Europe’s beleaguered nuclear industry eyes a comeback

DISCLAIMER: All opinions in this column reflect the views of the author(s), not of EURACTIV Media network.

Olkiluoto nuclear power plant in Rauma, Finland, 07 April 2016. [EPA-EFE/JUHA SINISALO]

With ambitious decarbonisation targets and an ongoing energy price crisis, Europe is reconsidering the role of nuclear in its energy mix. But any nuclear renaissance will depend on state support and an evolving political landscape, explains Pierre Georges.

Pierre Georges is Senior Director, EMEA Utilities at S&P Global Ratings.

Europe’s nuclear industry is in urgent need of renewal. Indeed, according to S&P Global Platts Analytics, nuclear generation across Europe may decline by up to 7% by 2030 – and by as much as 17% by 2040. Yet deciding whether or not to invest in new nuclear projects has been undermined by strong political, social, and regulatory pressures. This has been further complicated by concerns from governments and the public alike; accidents such as the Fukushima disaster of 2011 live on in public memory.
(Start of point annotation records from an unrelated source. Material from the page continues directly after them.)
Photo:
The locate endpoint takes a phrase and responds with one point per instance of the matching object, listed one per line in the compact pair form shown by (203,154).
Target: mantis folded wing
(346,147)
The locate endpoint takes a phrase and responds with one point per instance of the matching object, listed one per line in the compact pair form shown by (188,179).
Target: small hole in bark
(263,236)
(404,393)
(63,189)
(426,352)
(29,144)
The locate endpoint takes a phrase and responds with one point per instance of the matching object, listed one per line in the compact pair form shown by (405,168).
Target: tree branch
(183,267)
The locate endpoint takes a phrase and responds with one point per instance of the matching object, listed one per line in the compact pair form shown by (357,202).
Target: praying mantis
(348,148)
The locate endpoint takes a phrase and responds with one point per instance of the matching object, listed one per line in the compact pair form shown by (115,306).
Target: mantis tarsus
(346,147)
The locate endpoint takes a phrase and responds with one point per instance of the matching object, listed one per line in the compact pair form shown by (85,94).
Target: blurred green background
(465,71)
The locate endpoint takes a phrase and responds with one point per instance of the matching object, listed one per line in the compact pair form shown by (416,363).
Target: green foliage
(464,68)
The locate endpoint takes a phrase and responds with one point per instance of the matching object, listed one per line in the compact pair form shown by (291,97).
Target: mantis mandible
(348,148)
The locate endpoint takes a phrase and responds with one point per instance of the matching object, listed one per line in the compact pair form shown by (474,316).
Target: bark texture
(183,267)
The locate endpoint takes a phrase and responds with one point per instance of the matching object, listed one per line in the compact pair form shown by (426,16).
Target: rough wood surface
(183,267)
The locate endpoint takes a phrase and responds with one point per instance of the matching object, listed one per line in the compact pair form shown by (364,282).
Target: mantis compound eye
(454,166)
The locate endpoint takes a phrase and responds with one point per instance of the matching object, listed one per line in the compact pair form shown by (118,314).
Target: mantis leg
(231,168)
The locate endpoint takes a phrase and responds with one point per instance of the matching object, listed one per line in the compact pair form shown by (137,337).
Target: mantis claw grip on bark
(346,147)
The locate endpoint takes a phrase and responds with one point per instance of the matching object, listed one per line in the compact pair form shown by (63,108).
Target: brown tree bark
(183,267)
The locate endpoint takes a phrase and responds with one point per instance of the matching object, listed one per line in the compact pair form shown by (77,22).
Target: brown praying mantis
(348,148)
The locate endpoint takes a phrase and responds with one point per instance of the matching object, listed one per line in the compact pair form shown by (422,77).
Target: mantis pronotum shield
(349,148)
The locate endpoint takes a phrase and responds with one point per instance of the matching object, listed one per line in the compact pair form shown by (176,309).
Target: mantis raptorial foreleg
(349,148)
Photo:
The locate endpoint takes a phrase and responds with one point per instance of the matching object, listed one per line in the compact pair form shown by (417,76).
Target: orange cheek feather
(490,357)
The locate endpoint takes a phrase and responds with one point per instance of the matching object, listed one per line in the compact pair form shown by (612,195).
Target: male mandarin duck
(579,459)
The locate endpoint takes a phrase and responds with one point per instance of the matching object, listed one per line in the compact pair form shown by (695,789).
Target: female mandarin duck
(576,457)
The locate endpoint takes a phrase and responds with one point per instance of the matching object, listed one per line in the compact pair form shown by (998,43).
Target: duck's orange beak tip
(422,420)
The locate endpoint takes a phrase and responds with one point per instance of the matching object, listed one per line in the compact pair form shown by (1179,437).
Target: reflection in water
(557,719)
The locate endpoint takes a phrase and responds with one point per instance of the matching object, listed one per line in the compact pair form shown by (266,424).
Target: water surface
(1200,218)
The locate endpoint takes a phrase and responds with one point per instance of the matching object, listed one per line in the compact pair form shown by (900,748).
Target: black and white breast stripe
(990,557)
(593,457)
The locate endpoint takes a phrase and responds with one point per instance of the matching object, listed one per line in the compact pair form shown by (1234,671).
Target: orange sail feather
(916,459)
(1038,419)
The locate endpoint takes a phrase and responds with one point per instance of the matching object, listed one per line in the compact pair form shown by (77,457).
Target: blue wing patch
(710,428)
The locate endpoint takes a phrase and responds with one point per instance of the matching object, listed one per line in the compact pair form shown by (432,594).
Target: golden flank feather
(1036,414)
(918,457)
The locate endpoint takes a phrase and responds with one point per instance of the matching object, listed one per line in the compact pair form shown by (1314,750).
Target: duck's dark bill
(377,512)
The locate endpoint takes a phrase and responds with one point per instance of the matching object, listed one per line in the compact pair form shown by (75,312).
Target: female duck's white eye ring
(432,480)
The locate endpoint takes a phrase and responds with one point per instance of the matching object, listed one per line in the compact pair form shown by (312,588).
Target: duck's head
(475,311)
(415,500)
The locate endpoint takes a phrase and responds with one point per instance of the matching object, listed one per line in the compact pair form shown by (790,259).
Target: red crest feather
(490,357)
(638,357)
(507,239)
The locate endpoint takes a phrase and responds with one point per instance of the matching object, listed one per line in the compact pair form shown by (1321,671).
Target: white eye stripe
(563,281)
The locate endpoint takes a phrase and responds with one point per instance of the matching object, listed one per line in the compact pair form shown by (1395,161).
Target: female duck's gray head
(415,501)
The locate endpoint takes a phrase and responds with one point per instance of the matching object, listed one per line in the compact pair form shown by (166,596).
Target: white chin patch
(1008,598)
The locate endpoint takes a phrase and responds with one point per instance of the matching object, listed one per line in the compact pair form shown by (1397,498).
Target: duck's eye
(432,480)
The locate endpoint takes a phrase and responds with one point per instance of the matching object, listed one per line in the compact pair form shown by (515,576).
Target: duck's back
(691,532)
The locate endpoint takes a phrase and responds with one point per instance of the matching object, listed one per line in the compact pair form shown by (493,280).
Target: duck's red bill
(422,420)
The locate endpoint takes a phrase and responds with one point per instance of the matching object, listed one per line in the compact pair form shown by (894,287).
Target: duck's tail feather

Further issues surrounding radioactive waste treatment and storage solutions undermine both the social acceptance of nuclear technology and its reputability in the eyes of stakeholders. As a result, with many years passing and no significant new reactors commissioned, Europe lacks the local supply chain and specialist technical skills its nuclear industry desperately needs.

Yet as the energy transition gathers pace, Europe may be changing its mind. Alongside the unprecedented scale of decarbonisation currently required to meet net-zero ambitions, current intermittency issues and pricing volatility have escalated calls for a technology-neutral approach that considers all forms of low-carbon energy.

In what would be a key milestone for nuclear, recently-announced updates to the European Union’s taxonomy for sustainable activities – an instrument designed to provide a comprehensive and uniform classification of green projects – are set to include nuclear energy under certain conditions. Projects compliant with the taxonomy, such as renewables, benefit from large EU grants and facilitated access to private investment.

Nuclear could provide the answer

In contrast to other low-carbon alternatives, nuclear provides a stable, non-intermittent supply of power that could help reduce the cost of the energy transition while allowing renewable energy sources crucial time to mature. Nuclear power is also independent of volatile commodity imports, offering a stable energy supply that mitigates related geopolitical issues. This could provide resilience against skyrocketing gas and power prices in Europe and complement the renewed political focus on energy independence.

In response to the growing need for such solutions, French President Emmanuel Macron recently announced the resumption of new nuclear builds for the first time in 40 years. What’s more, the UK government – which has included nuclear energy in its decarbonisation strategy – recently introduced legislation establishing a funding scheme based on a regulated asset base (RAB) for new nuclear projects and announced its decision to invest up to £1.7 billion to enable a large-scale nuclear project. Meanwhile, in Eastern Europe, Poland – which currently has no nuclear plants in operation – aims to build 6-9 gigawatts (GW) in new nuclear capacity to replace coal-fired generation, and Romania plans to construct small nuclear reactors (SMRs) to reduce import dependency.

Ongoing state support will be crucial

While nuclear power in Europe is associated with relatively high initial investment costs and long construction lead times compared to other fuels, this can be mitigated mainly if government policies are sufficiently supportive or if nuclear is treated similarly to other low-carbon technologies in terms of grid access, tariff stability, and stable technical requirements. Indeed, analysis by S&P Global Ratings shows that across the world, large nuclear projects generally involve government-related entities (GREs) – and often benefit from direct state support, government loans or support from export-import banks.

Europe’s nuclear industry might proceed by qualifying new projects as social goods under the EU framework. Projects would be excluded from the existing energy market design and, more importantly, state aid rules – allowing more direct state involvement in new projects. Designation as a social good may imply a specific framework for nuclear assets, with a determined remuneration scheme and some form of separation from the rest of the utility’s unregulated or merchant activities. In practice, such separation could mean operating the nuclear asset at arm’s length with a separate, independent governance structure.

That said, S&P Global Ratings believes that a return to nuclear power in Europe will be neither quick nor easy. Any nuclear renaissance would rely on difficult political decisions and require significant financial outlays, public investment and management of complex technological advances.

While some European countries support nuclear power, others that have already decided to phase out nuclear – notably, Germany – are unlikely to change their stance. Yet amid an evolving social and political landscape, and with decarbonisation and energy independence becoming ever more urgent priorities, a nuclear comeback may be on the cards.

Note: This article is based on a report issued before the conflict in Ukraine.